Things may be different in the trades but IF the measurement is TRULY listed as 3230 mm then the terminal zero is NOT SIGNIFICANT. It is present only as a place-holder to move the left-most 3 into the tens column.
The ruler used to make that measurement had a RESOLUTION of 100 mm (had actual marks every 100 mm) There were no marks on the ruler for Tens or Ones. Thus when the measurement was made the actual object ended between the 3300 and 3200 marks. I estimated that the amount above the 3200 mark was about 30 so I wrote 3200 + 30 = 3230 mm and the error would be half the uncertain digit or +/- 5 mm. So the object is somewhere between 3235 and 3225 mm.
Maybe in calculations the 0 is not significant, but when two things have to fit together it is very significant.
Where did that come from?
Elmas mentioned that dimension in terms of a drawing.
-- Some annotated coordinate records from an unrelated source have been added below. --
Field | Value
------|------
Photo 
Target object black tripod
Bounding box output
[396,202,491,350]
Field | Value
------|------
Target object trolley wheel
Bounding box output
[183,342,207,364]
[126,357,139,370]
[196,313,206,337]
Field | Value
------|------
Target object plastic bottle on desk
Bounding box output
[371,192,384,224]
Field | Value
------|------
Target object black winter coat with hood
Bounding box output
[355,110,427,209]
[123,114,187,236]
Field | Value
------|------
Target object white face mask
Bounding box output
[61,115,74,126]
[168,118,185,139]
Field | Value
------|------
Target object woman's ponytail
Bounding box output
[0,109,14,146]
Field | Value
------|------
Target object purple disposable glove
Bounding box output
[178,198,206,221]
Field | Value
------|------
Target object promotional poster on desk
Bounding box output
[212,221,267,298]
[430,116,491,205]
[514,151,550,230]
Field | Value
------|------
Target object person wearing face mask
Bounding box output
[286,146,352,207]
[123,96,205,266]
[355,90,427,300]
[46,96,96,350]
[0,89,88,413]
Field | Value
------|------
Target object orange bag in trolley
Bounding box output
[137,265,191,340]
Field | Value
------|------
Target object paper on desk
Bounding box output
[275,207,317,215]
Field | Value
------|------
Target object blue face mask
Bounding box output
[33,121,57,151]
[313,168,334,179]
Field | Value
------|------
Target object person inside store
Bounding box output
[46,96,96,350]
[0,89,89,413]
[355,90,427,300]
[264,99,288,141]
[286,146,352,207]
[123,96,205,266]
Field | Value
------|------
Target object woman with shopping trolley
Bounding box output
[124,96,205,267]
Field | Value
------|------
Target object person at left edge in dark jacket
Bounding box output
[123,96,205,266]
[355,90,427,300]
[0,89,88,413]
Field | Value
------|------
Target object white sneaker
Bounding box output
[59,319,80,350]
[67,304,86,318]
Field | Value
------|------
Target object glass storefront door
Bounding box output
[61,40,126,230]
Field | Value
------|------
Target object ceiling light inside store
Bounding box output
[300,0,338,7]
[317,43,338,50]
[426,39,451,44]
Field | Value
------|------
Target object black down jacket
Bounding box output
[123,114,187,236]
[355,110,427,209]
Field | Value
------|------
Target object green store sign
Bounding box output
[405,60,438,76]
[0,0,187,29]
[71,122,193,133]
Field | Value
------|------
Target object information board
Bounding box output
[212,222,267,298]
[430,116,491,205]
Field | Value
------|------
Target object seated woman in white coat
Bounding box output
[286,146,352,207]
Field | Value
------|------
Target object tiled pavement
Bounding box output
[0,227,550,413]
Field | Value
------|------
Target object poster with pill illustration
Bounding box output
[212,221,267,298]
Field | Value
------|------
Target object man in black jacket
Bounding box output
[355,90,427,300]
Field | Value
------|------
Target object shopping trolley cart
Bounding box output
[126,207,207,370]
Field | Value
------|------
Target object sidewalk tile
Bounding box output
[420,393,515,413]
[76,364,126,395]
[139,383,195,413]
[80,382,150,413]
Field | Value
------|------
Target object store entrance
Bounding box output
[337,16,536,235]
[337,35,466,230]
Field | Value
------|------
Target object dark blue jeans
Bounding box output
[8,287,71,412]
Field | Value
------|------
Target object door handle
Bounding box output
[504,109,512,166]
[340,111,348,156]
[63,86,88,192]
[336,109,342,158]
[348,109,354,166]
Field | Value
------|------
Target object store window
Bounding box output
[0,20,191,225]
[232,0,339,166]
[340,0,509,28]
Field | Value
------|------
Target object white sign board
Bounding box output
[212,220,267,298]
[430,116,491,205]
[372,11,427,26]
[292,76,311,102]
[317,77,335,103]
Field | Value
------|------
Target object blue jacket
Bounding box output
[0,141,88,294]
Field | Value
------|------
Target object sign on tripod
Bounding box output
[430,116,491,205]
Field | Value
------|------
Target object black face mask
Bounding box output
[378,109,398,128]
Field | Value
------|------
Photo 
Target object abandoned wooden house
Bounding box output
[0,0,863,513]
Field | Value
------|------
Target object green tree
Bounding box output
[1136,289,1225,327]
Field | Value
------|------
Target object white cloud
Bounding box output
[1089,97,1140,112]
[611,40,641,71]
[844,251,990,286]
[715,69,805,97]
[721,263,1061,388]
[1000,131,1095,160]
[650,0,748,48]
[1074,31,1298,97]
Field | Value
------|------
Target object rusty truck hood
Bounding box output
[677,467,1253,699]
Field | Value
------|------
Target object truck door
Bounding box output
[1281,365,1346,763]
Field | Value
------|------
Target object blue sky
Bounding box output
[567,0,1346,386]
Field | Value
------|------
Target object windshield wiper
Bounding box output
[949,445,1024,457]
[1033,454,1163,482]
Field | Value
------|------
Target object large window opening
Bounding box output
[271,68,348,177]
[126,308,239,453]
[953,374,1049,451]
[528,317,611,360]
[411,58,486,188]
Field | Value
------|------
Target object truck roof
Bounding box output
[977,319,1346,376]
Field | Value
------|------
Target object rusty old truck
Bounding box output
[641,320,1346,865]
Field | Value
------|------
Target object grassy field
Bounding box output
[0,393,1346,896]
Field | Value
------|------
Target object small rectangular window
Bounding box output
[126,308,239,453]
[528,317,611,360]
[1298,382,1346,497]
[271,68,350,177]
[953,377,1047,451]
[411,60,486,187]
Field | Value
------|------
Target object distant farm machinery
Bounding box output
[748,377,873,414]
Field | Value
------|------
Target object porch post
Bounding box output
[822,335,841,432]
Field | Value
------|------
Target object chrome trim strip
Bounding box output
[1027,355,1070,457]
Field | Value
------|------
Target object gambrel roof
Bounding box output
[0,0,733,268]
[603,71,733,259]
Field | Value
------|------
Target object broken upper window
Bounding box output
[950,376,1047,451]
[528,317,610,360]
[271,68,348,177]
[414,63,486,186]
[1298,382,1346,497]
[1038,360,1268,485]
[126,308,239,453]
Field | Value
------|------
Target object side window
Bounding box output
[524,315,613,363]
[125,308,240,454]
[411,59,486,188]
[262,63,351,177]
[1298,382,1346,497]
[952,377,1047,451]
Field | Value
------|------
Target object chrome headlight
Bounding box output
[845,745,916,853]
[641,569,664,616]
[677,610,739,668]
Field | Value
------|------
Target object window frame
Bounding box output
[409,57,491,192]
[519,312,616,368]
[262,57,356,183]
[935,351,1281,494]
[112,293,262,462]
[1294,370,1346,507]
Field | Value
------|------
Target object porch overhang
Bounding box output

If you are making something according to a drawing dimensioned in mm you better not be using a measurement device with a resolution of 100mm. And you should not be estimating measurements.
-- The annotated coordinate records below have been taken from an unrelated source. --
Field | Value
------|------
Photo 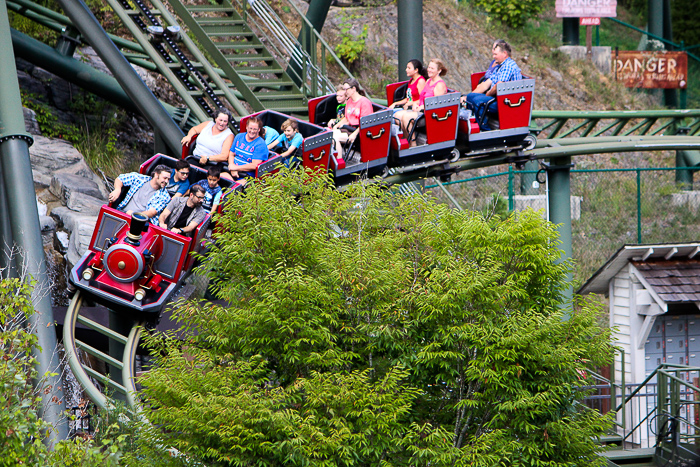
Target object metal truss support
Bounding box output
[0,2,68,445]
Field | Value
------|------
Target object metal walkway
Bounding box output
[170,0,307,114]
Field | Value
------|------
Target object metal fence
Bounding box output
[426,166,700,281]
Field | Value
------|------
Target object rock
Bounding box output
[66,217,97,268]
[51,206,97,233]
[39,216,56,233]
[66,191,106,216]
[547,68,564,81]
[49,173,102,205]
[51,207,97,268]
[29,135,107,199]
[53,231,70,255]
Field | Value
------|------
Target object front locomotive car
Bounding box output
[70,206,209,316]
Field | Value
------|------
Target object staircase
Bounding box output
[170,0,307,114]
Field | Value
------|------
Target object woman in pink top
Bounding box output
[394,58,447,147]
[333,78,374,157]
[389,58,428,112]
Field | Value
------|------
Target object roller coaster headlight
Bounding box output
[104,244,144,282]
[125,212,148,246]
[134,287,146,302]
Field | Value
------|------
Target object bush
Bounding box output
[476,0,542,28]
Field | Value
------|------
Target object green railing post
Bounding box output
[610,355,617,424]
[520,161,539,195]
[637,169,642,243]
[508,165,515,212]
[546,156,574,316]
[620,348,627,434]
[656,371,668,442]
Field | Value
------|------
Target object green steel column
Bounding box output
[299,0,333,35]
[57,0,184,155]
[56,26,80,57]
[663,0,678,108]
[0,164,16,279]
[647,0,664,43]
[396,0,427,81]
[547,157,573,309]
[0,2,68,443]
[561,18,579,45]
[520,161,540,195]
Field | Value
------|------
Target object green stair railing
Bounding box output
[168,0,306,113]
[532,110,700,139]
[590,349,700,465]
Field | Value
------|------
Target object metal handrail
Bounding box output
[274,0,360,95]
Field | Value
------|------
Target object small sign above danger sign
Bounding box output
[578,18,600,26]
[555,0,617,18]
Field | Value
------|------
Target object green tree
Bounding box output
[141,170,611,467]
[0,279,119,467]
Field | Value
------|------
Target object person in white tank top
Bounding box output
[181,108,233,180]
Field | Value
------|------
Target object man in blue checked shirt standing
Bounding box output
[462,39,523,131]
[108,165,170,225]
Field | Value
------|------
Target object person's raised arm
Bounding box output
[486,81,500,97]
[435,81,447,96]
[178,218,198,234]
[107,177,124,203]
[199,133,233,164]
[472,78,493,94]
[158,208,170,229]
[267,134,284,151]
[413,79,427,96]
[180,122,209,146]
[333,116,348,130]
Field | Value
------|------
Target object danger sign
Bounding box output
[613,51,688,89]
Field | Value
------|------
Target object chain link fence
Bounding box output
[426,167,700,285]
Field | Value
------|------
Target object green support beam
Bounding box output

Since people are not perfect and neither are their machines it goes without saying that all measurements have UNCERTAINTY and in a correctly made measurement that uncertainty is in the terminal digit.And you should not be estimating measurements.
I'm not aware of any evidence that the unit of measure used during the respective construction process of the two was ever suspected as the cause of the failures."......We built Apollo using inches and put a man on the Moon.
They built the Space Shuttle with the metric system and it blew up..."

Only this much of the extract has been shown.